Researchers at Stony Brook University and Salesforce AI Research reveal why professional writers often feel disappointed with Large Language Models, proposing a manually polished model that can aid in aligning a Machine’s Language to our own.
Stony Brook, NY, Apr 16, 2025 — The rise of large language models (LLMs) has heralded a new era in artificial intelligence writing assistants, revolutionizing how we write, communicate, and express ideas. From assisting in scientific research and crafting persuasive arguments to sparking creativity in literary works, LLMs have shown great promise. Yet, despite their potential, key differences between LLM-generated and human-written text persist, raising questions about their effectiveness in producing high-quality, human-like writing.
Recent research has illuminated these challenges, revealing that while LLMs such as GPT, Claude, and Llama excel at generating text, they often fall short in certain creative and nuanced writing domains. A comprehensive study led by Assistant Professor Tuhin Chakrabarty, Department of Computer Science at Stony Brook, and aided by professional writers, provides insight into these shortcomings, offering a roadmap for improving the alignment between machine-generated content and human writing. The paper was nominated for Best Paper and Honorable Mention Awards at CHI 2025.
Tuhin Chakrabarty
Tuhin said, “One significant issue we noticed is that LLM-generated text often suffers from a lack of originality and variety.” The widespread use of LLMs in writing tasks contributes to what is referred to as "algorithmic monoculture," where content becomes overly homogenized. This is why writing with LLMs tends to result in repetitive, clichéd expressions and a lack of rhetorical depth. The texts often fail to demonstrate the complex, layered narrative techniques that characterize human creativity, frequently resorting to “telling” instead of “showing.”
To address these concerns, the researchers set out to better understand the specific idiosyncrasies of LLM-generated writing. They recruited 18 professional writers to edit LLM-generated text using a comprehensive taxonomy of edit categories, developed based on expert writing practices. This taxonomy categorizes undesirable traits found in LLM-generated content, such as clichés, redundant phrases, and poor structural choices.
Focusing on literary fiction and creative non-fiction, this team of professional writers aimed to tackle genres that challenge LLMs with their emotional nuance and sophisticated language use. By concentrating on paragraph-level edits, the researchers were able to strike a balance between granularity and scope, reducing annotator fatigue and allowing for more cohesive improvements.
From this research, the team compiled the LAMP (Language Model Authored, Manually Polished) corpus, which contains 1,057 LLM-generated paragraphs, edited by professional writers according to the proposed taxonomy. These edited texts — totaling 8,035 fine-grained edits — offer valuable insights into the kinds of adjustments needed to improve machine-generated writing.
An analysis of the LAMP corpus showed that the three LLMs studied (GPT-4, Claude 3.5 Sonnet, and Llama 3.1 70b) did not outperform each other in terms of writing quality. In fact, the team found consistent weaknesses across all models, including the overuse of certain structures, lack of stylistic diversity, and failure to convey subtle narrative nuances.

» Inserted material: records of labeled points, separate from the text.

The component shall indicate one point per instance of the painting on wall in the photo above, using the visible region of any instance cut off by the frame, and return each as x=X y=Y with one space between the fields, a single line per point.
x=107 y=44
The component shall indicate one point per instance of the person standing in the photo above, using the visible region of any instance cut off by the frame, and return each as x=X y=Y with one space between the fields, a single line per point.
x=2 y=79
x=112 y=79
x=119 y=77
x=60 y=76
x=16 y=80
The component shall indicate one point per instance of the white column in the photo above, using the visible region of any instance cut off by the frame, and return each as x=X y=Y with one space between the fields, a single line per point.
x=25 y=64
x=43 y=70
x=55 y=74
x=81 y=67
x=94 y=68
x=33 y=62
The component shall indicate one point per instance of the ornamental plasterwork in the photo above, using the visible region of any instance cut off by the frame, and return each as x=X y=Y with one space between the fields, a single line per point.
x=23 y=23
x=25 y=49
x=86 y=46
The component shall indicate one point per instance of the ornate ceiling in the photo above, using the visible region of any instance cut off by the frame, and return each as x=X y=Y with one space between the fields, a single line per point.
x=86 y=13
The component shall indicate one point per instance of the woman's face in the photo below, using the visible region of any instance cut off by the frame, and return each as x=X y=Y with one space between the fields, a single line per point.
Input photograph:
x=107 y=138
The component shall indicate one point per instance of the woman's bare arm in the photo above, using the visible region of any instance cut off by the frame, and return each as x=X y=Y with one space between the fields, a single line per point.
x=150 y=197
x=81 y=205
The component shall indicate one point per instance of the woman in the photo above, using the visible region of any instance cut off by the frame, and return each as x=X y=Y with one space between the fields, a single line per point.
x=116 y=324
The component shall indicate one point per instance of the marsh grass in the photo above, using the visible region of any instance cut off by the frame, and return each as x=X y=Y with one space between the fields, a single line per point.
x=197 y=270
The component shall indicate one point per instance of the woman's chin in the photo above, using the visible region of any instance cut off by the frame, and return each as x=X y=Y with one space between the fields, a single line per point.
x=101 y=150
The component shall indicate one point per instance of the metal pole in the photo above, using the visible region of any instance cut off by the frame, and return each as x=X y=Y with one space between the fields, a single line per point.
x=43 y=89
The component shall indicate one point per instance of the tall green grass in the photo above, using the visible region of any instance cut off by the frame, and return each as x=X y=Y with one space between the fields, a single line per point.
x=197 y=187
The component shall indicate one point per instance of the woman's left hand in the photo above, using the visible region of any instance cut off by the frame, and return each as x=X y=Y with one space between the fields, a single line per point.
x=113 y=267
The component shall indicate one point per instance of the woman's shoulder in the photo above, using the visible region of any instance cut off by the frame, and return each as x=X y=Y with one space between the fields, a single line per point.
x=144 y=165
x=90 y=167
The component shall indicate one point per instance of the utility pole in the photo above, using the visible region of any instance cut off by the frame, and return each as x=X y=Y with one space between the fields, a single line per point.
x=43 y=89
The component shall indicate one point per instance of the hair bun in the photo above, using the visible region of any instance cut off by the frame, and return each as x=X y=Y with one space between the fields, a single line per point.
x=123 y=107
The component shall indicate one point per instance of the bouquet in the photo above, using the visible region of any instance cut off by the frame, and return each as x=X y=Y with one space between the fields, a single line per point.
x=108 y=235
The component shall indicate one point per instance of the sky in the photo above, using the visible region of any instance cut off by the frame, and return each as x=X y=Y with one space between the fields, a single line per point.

Building on previous research, the study explored methods for improving the alignment between LLM- and human-written text. One promising approach is using "edit-based alignment," where LLM-generated responses are paired with edited versions, highlighting areas for improvement. By teaching LLMs to detect and rewrite their own idiosyncrasies, these edits can reduce undesirable traits and better align with human writing standards.
“Our research provides a roadmap for improving LLM-generated writing by identifying consistent weaknesses and offering practical solutions for better alignment with human writing preferences,” Tuhin said. “It underscores the importance of human-AI collaboration, where experts guide the overall structure and flow of a piece, while AI handles lower-level writing details.”
As LLM-based writing tools become increasingly integrated into our daily lives, it is crucial to ensure that they enhance human creativity rather than diminish it. While these models have made significant strides, they still face challenges in producing text that reflects the richness and diversity of human expression.
With continued research and development, LLM-based writing assistants may one day be able to seamlessly collaborate with human writers, improving both productivity and the overall quality of written content.